De son côté, le recourant ne s’est plaint que d’une gêne diurne constante
de la cheville droite, assortie parfois de douleurs. Cela étant, on ne saurait
retenir l’existence d’un trouble fonctionnel de la cheville droite justifiant
l’application de la table 2, ni une instabilité surajoutée à l’arthrose,
laquelle aurait imposé de retenir le taux d’atteinte à l’intégrité le plus
élevé. Pour le surplus, l’évaluation de ce taux par le Dr F.________ est
motivée. Elle peut donc être retenue et l’indemnité pour atteinte à
l’intégrité de 10 % sera confirmée, celle-ci respectant au demeurant les
conditions de l’art. 36 al. 3 OLAA, lequel régit la fixation du taux
d’indemnisation en cas de concours avec d’autres atteintes actuelles,
respectivement et comme en l’occurrence avec des indemnités déjà
reçues.
d) A l’audience de jugement, le recourant a fait valoir qu’il
était incohérent de procéder à une augmentation de l’indemnité pour
atteinte à l’intégrité pour l’atteinte à l’épaule et d’octroyer une telle
indemnité pour la nouvelle atteinte à la cheville tout en considérant que la
rente d’invalidité demeurait inchangée.
Cette argumentation est vaine. En effet, l'indemnité pour
atteinte à l'intégrité ne compense pas une perte de revenu ; elle est une
forme de réparation morale pour le préjudice immatériel subi par la
personne atteinte, qui perdure au-delà de la phase du traitement médical
et dont il y a lieu d'admettre qu'il subsistera la vie durant. Elle est due
indépendamment de la rente et peut l’être même dans l’hypothèse où le
droit à une rente n’était pas ouvert (ATF 133 V 224 consid. 5.1).

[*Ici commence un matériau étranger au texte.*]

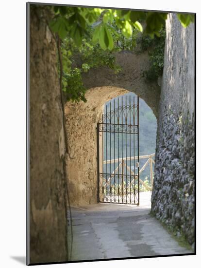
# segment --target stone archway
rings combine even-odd
[[[151,82],[145,77],[145,71],[150,68],[148,51],[137,54],[135,51],[122,51],[116,53],[115,56],[121,71],[115,74],[113,70],[105,66],[92,69],[83,74],[84,86],[91,89],[109,86],[134,92],[146,102],[158,119],[160,79]],[[80,67],[82,62],[78,60],[76,61],[77,66]]]
[[[111,86],[93,88],[86,93],[87,102],[66,104],[67,179],[73,206],[97,202],[97,122],[107,101],[128,92]]]

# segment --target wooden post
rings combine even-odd
[[[150,157],[150,179],[151,185],[151,190],[153,189],[153,166],[151,161],[151,157]]]

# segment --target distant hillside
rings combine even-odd
[[[132,93],[129,93],[125,94],[122,96],[123,105],[125,105],[126,96],[127,96],[127,103],[129,104],[129,98],[131,96],[131,102],[132,103],[132,100],[133,100],[134,96],[134,97],[135,102],[137,101],[136,96]],[[118,97],[119,99],[119,105],[121,105],[121,96]],[[115,98],[115,106],[116,108],[117,107],[118,97]],[[155,153],[155,146],[156,146],[156,130],[157,130],[157,121],[155,115],[153,115],[152,110],[147,105],[145,102],[139,98],[139,155],[143,155],[145,154],[149,154]],[[110,104],[111,103],[111,104]],[[105,113],[106,112],[107,106],[107,112],[110,111],[110,106],[111,109],[112,111],[114,109],[114,99],[111,101],[108,101],[105,103]],[[129,122],[130,120],[129,115]],[[123,122],[123,123],[125,122]],[[112,133],[110,136],[109,133],[106,134],[104,134],[104,159],[106,159],[106,156],[107,157],[107,160],[113,158],[120,158],[123,155],[123,157],[126,156],[126,137],[125,134],[123,134],[123,138],[122,134],[119,134],[118,139],[118,137],[117,134]],[[129,134],[127,134],[126,142],[127,144],[127,155],[129,156],[131,153],[131,155],[133,156],[134,154],[134,144],[135,145],[134,153],[135,155],[137,155],[137,135],[135,135],[134,136],[134,135],[131,135],[131,140],[130,140]],[[135,139],[134,140],[134,138]],[[106,155],[106,143],[107,140],[107,155]],[[111,140],[111,143],[110,143]],[[115,148],[114,148],[114,144],[115,144]],[[130,147],[130,144],[131,146]],[[111,146],[110,146],[111,145]],[[110,150],[111,147],[111,150]],[[131,150],[130,150],[131,148]],[[111,156],[110,156],[111,151]],[[131,151],[131,152],[130,152]],[[140,167],[142,167],[143,164],[145,162],[146,160],[141,160],[140,161]],[[136,162],[135,162],[136,163]],[[134,162],[131,161],[128,159],[127,165],[131,166],[132,169],[134,169]],[[115,166],[115,168],[117,167],[117,164]],[[106,172],[106,165],[104,165],[104,172]],[[115,166],[114,165],[111,165],[111,172],[115,169]],[[107,172],[110,172],[110,165],[108,164],[107,165]],[[146,176],[148,176],[148,179],[150,180],[149,176],[149,166],[146,169],[141,173],[141,178],[144,179]]]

10.L’instruction du dossier permettant de statuer en toute
connaissance de cause, on ne voit pas, dans ce contexte, ce que les
mesures d’instruction requises, plus particulièrement une expertise
pourrait apporter de plus, si ce n’est une appréciation médicale
supplémentaire. En effet, l’autorité peut renoncer à accomplir certains
actes d’instruction si, en se fondant sur une appréciation consciencieuse
-
46 -
des preuves, elle est convaincue que certains faits présentent un degré de
vraisemblance prépondérante et que d’autres mesures probatoires ne
peuvent plus modifier cette appréciation (ATF 130 II 425 consid. 2.1). Il
sera dès lors renoncé aux mesures d’instruction requises par le recourant.